7 Lecz po pewnym czasie wysechł potok, gdyż nie było deszczu w tym kraju.
Eliasz u wdowy w Sarepcie
8 I wtedy doszło go takie słowo Pana:
9 Wstań i idź do Sarepty, która należy do Sydonu, i zamieszkaj tam. Oto nakazałem pewnej tamtejszej wdowie, aby cię żywiła.
10 Wstał więc i poszedł do Sarepty, a gdy wchodził do bramy miasta, oto pewna wdowa zbierała tam drwa. Odezwał się więc do niej tymi słowy: Przynieś mi nieco wody w naczyniu, abym się napił.
11 A gdy ona szła, aby nabrać, zawołał jeszcze za nią: Przynieś mi też, proszę, kawałek chleba.
12 Lecz ona odpowiedziała: Jako żyje Pan, Bóg twój, że nie mam nic upieczonego, a tylko garść mąki w dzbanie i odrobinę oliwy w bańce. Oto właśnie zbieram trochę drwa, potem pójdę i przyrządzę to dla siebie i dla mojego syna, a gdy to zjemy, to chyba umrzemy.
13 Lecz Eliasz rzekł do niej: Nie bój się! Idź i zrób, jak powiadasz, lecz najpierw przyrządź mi z tego mały placek i przynieś mi go, dla siebie zaś i syna swojego przyrządzisz później.
14 Gdyż tak mówi Pan, Bóg Izraela:
Mąka w garncu nie wyczerpie się,
Oliwy w bańce nie zabraknie
Aż do dnia, kiedy Pan spuści deszcz na ziemię.
15 Poszła więc i postąpiła według słowa Eliasza, i mieli co jeść, ona i on, i jej rodzina, dzień w dzień.
16 Mąka w garnku nie wyczerpała się, oliwy w bańce nie zabrakło według słowa Pana, które wypowiedział przez Eliasza.
17 Po tych wydarzeniach zachorował syn tej niewiasty, właścicielki domu, a tak się wzmogła jego choroba, że przestał oddychać.

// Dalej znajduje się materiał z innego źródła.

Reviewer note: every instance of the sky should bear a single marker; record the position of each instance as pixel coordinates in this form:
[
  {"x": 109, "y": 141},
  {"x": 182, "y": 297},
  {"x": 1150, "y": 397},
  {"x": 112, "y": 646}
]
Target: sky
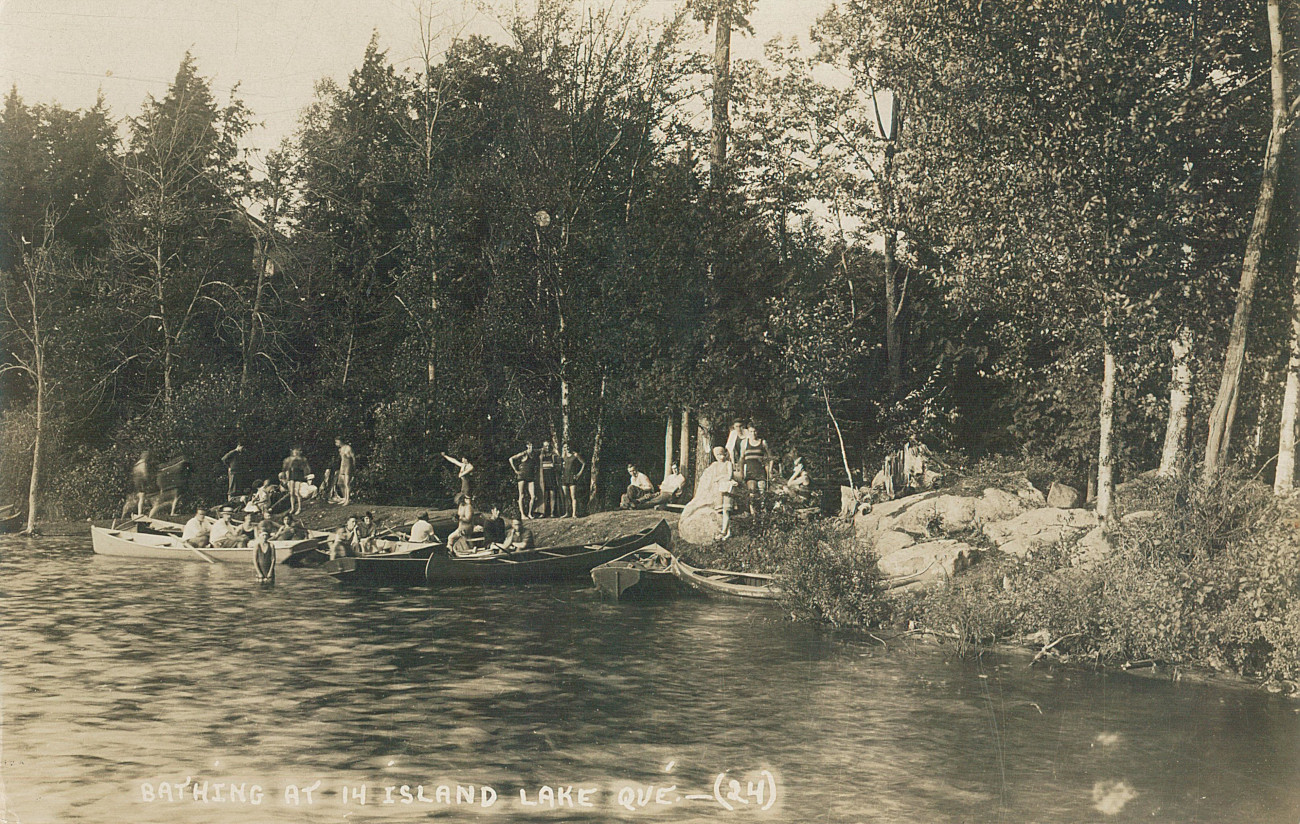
[{"x": 68, "y": 51}]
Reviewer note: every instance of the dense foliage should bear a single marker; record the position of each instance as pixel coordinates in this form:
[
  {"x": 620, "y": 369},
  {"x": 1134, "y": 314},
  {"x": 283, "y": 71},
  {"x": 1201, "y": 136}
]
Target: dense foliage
[{"x": 515, "y": 241}]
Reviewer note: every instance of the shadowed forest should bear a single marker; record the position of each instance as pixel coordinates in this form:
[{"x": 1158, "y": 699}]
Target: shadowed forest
[{"x": 1054, "y": 231}]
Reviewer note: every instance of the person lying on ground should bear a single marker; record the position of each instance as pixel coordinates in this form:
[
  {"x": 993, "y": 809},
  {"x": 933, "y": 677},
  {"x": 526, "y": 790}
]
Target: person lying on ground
[
  {"x": 198, "y": 529},
  {"x": 640, "y": 488},
  {"x": 668, "y": 491}
]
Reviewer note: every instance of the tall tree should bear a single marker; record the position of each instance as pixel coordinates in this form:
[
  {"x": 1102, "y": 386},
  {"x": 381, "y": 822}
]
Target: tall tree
[
  {"x": 1234, "y": 359},
  {"x": 182, "y": 180}
]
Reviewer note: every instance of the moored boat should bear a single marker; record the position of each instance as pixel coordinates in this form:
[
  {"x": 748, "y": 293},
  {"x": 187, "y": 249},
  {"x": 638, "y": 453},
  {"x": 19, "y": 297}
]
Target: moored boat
[
  {"x": 125, "y": 543},
  {"x": 538, "y": 564},
  {"x": 723, "y": 582},
  {"x": 645, "y": 572}
]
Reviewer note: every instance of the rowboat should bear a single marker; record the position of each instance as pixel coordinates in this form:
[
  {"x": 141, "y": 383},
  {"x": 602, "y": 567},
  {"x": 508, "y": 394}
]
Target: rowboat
[
  {"x": 388, "y": 542},
  {"x": 723, "y": 582},
  {"x": 126, "y": 543},
  {"x": 524, "y": 566},
  {"x": 11, "y": 520},
  {"x": 645, "y": 572}
]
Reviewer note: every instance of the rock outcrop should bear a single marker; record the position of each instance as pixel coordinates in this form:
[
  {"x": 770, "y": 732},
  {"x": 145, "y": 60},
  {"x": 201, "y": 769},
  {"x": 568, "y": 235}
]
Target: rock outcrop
[
  {"x": 1062, "y": 497},
  {"x": 932, "y": 560},
  {"x": 1039, "y": 528}
]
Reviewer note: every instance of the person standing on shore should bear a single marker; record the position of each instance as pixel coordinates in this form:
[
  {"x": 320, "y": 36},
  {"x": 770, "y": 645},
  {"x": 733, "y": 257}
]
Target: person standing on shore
[
  {"x": 524, "y": 464},
  {"x": 295, "y": 471},
  {"x": 346, "y": 463},
  {"x": 234, "y": 462},
  {"x": 572, "y": 468},
  {"x": 550, "y": 485},
  {"x": 463, "y": 471},
  {"x": 142, "y": 480},
  {"x": 264, "y": 554}
]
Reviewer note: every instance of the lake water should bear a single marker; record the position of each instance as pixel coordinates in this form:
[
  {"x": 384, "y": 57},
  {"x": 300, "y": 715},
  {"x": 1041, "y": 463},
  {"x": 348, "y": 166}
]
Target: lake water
[{"x": 121, "y": 677}]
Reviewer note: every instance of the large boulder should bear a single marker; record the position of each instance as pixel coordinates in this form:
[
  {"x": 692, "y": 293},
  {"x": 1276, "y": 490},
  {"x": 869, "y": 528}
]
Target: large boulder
[
  {"x": 930, "y": 560},
  {"x": 891, "y": 541},
  {"x": 997, "y": 504},
  {"x": 1092, "y": 547},
  {"x": 1038, "y": 528},
  {"x": 1062, "y": 497},
  {"x": 885, "y": 515}
]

18 Wtedy ona rzekła do Eliasza: Cóż ja mam z tobą, mężu Boży! Przyszedłeś do mnie po to, aby przywieść na pamięć mój grzech i przyprawić o życie mojego syna.
19 Lecz Eliasz rzekł: Daj mi twego syna. Potem wziął go z jej łona i wyniósł do izdebki na poddaszu, gdzie mieszkał, i położył go na swoim łożu.
20 Następnie zawołał do Pana tak: Panie, Boże mój! Czy także na tę wdowę, u której jestem gościem, chcesz sprowadzić nieszczęście, pozbawiając życia jej syna?
21 Potem wyciągnął się trzy razy nad dzieckiem i zawołał do Pana tak: Panie, Boże mój, przywróć, proszę, życie temu dziecku.
22 I wysłuchał Pan prośby Eliasza, i wróciła dusza tego dziecka do niego, i ożyło.
23 Eliasz wziął dziecię, zniósł je z poddasza na dół i oddał je jego matce, mówiąc: Patrz, syn twój żyje.
24 Wtedy rzekła kobieta do Eliasza: Teraz poznałam, że jesteś mężem Bożym i słowo Pana naprawdę jest w ustach twoich.